17 Maar indien uw hart zich zal afwenden, en gij niet horen zult, en gij gedreven zult worden, dat gij u voor andere goden buigt, en dezelve dient;
But if your heart will have been turned aside, so that you are not willing to listen, and, having been deceived by error, you adore strange gods and serve them,
18 Zo verkondig ik ulieden heden, dat gij voorzeker zult omkomen; gij zult de dagen niet verlengen op het land, naar hetwelk gij over de Jordaan zijt heengaande, om daarin te komen, dat gij het erfelijk bezit.
then I predict to you this day that you will perish, and you will remain for only a short time in the land, for which you shall cross the Jordan, and which you shall enter in order to possess.

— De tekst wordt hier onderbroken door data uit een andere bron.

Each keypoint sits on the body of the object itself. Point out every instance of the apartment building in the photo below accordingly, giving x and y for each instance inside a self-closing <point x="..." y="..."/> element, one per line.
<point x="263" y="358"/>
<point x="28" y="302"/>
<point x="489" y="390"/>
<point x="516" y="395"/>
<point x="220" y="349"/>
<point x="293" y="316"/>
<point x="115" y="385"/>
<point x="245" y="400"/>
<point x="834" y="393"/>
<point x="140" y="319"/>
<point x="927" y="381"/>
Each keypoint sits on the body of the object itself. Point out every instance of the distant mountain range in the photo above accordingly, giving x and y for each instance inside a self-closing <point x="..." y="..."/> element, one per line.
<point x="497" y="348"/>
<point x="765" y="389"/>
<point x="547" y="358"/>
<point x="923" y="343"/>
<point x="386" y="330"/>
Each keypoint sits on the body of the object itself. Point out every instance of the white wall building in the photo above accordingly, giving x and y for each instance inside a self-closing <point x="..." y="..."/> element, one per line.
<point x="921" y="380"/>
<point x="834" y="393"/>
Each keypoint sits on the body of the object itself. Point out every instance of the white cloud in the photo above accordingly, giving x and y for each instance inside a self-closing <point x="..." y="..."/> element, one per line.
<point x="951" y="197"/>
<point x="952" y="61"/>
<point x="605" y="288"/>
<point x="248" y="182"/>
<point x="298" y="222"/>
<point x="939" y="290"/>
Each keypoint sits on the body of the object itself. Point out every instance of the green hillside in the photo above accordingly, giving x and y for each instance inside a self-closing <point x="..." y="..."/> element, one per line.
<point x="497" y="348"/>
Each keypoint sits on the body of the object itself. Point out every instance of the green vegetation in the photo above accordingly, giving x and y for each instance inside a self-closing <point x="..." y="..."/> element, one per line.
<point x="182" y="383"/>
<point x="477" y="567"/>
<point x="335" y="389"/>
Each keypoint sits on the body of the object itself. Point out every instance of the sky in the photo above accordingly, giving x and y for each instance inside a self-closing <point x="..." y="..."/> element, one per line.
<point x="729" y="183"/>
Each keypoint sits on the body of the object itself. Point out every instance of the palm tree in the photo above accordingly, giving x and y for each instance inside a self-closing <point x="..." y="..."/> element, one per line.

19 Ik neem heden tegen ulieden tot getuigen den hemel en de aarde; het leven en den dood heb ik u voorgesteld, den zegen en den vloek! Kiest dan het leven, opdat gij levet, gij en uw zaad;
I call heaven and earth as witnesses this day, that I have set before you life and death, blessing and curse. Therefore, choose life, so that both you and your offspring may live,
20 Liefhebbende den HEERE, uw God, Zijner stem gehoorzaam zijnde, en Hem aanhangende; want Hij is uw leven en de lengte uwer dagen; opdat gij blijft in het land, dat de HEERE uw vaderen, Abraham, Izak en Jakob, gezworen heeft hun te zullen geven.
and so that you may love the Lord your God, and obey his voice, and cling to him, (for he is your life and the length of your days) and so that you may live in the land, about which the Lord swore to your fathers, Abraham, Isaac, and Jacob, that he would give it to them.”